Lorenzo. - Le Roi nous hait. Je ne parle pas de vous et moi, bien entendu. Je vous parle de Venise.
Giorgio. - Venise lui a donné sa femme.
Lorenzo. - Et, par voie de conséquence, il considère Venise comme sa belle-mère : avec méfiance.
Giorgio. - C'est grâce à nous qu'il a pu monter sur le trône.
Lorenzo. - C'est un genre de services que les rois ne pardonnent pas.
Giorgio. - Il devrait nous être reconnaissant.

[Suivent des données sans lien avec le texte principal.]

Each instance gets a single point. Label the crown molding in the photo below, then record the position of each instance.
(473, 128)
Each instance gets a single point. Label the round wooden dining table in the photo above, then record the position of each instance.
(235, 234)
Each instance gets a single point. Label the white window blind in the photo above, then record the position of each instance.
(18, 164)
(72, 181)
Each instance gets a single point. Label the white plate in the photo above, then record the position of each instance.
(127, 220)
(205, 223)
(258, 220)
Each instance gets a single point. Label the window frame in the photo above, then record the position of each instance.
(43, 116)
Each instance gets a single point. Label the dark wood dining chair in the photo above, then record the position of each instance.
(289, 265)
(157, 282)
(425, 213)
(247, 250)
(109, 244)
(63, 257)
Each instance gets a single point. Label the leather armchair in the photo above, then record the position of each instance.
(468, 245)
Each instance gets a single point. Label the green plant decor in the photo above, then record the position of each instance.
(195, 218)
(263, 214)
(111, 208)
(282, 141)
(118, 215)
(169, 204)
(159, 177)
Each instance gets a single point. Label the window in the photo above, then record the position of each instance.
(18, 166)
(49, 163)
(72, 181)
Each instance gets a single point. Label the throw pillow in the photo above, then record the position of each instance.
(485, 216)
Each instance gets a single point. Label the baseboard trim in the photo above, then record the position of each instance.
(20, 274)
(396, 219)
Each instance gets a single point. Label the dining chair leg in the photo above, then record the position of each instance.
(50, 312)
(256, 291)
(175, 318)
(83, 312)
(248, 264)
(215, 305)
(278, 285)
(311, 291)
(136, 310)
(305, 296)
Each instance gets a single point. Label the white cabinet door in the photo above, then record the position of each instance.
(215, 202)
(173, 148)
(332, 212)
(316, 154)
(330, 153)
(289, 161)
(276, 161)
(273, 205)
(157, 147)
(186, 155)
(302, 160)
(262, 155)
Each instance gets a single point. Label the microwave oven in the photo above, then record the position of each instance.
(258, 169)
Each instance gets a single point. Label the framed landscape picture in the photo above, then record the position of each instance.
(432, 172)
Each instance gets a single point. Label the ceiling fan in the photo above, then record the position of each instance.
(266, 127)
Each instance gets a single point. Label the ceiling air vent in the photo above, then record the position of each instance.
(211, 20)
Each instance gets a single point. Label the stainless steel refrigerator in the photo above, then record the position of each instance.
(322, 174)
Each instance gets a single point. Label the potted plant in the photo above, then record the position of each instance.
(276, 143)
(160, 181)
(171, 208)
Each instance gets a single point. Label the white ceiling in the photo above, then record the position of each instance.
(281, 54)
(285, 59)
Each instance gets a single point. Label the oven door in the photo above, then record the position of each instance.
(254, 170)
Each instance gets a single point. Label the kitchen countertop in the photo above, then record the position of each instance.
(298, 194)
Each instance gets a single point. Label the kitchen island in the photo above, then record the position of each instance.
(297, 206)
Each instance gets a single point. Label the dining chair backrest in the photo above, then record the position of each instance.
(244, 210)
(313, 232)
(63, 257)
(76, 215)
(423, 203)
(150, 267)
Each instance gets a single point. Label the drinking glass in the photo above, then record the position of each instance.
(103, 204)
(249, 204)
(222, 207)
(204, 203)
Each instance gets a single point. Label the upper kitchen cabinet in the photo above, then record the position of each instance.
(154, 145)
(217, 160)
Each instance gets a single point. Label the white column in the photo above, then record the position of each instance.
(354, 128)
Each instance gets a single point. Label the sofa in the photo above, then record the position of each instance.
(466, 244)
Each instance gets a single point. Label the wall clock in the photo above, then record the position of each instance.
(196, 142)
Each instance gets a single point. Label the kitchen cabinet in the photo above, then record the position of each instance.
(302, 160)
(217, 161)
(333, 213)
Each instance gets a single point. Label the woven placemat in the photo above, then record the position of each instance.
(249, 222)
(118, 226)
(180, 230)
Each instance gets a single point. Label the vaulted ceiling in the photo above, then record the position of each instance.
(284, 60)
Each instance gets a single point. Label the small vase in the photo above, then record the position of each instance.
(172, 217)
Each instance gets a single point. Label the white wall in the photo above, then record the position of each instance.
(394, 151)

Lorenzo. - Les rois n'ont pas sur ce chapitre les idées de tout le monde.
Giorgio. - Nos troupes, nos navires, notre argent...
Lorenzo. - Ils pèsent sur lui comme une hypothèque.
Giorgio. - C'est incroyable...Il vous reste un atout cependant.
Lorenzo. - La Reine ?
Giorgio. - La Reine, oui.
Lorenzo. - Depuis que vous êtes ici, combien de fois avez-vous pu la voir ? J'entends, la voir seule.
Giorgio. - A vrai dire, avec toutes ces fêtes, pas une fois.
Lorenzo. - Et vous êtes son frère...
Giorgio. - Lorenzo !
Lorenzo. - Quoi ?
Giorgio. - Dois-je comprendre que vous n'êtes même pas son amant ?
Lorenzo. - Même pas, non.
Giorgio. - Elle ne vous aime plus ?
Lorenzo. - Elle m'aime toujours. Elle souffre autant que moi.
Giorgio. - Mais alors ?
Lorenzo, évasif. - Des obstacles...
Giorgio. - Des obstacles ! Deux êtres qui s'aiment.
Lorenzo. - Deux êtres qui s'aiment sont, comme les autres, soumis aux lois de l'espace et du temps.
Giorgio. - C'est-à-dire ?
Lorenzo. - Que, pour passer des sentiments aux actes, il y a deux questions qui se posent : où et quand ? Caterina et moi, nous sommes ici deux otages, deux prisonniers, épiés, surveillés, la Vénitienne et le Vénitien, deux ennemis.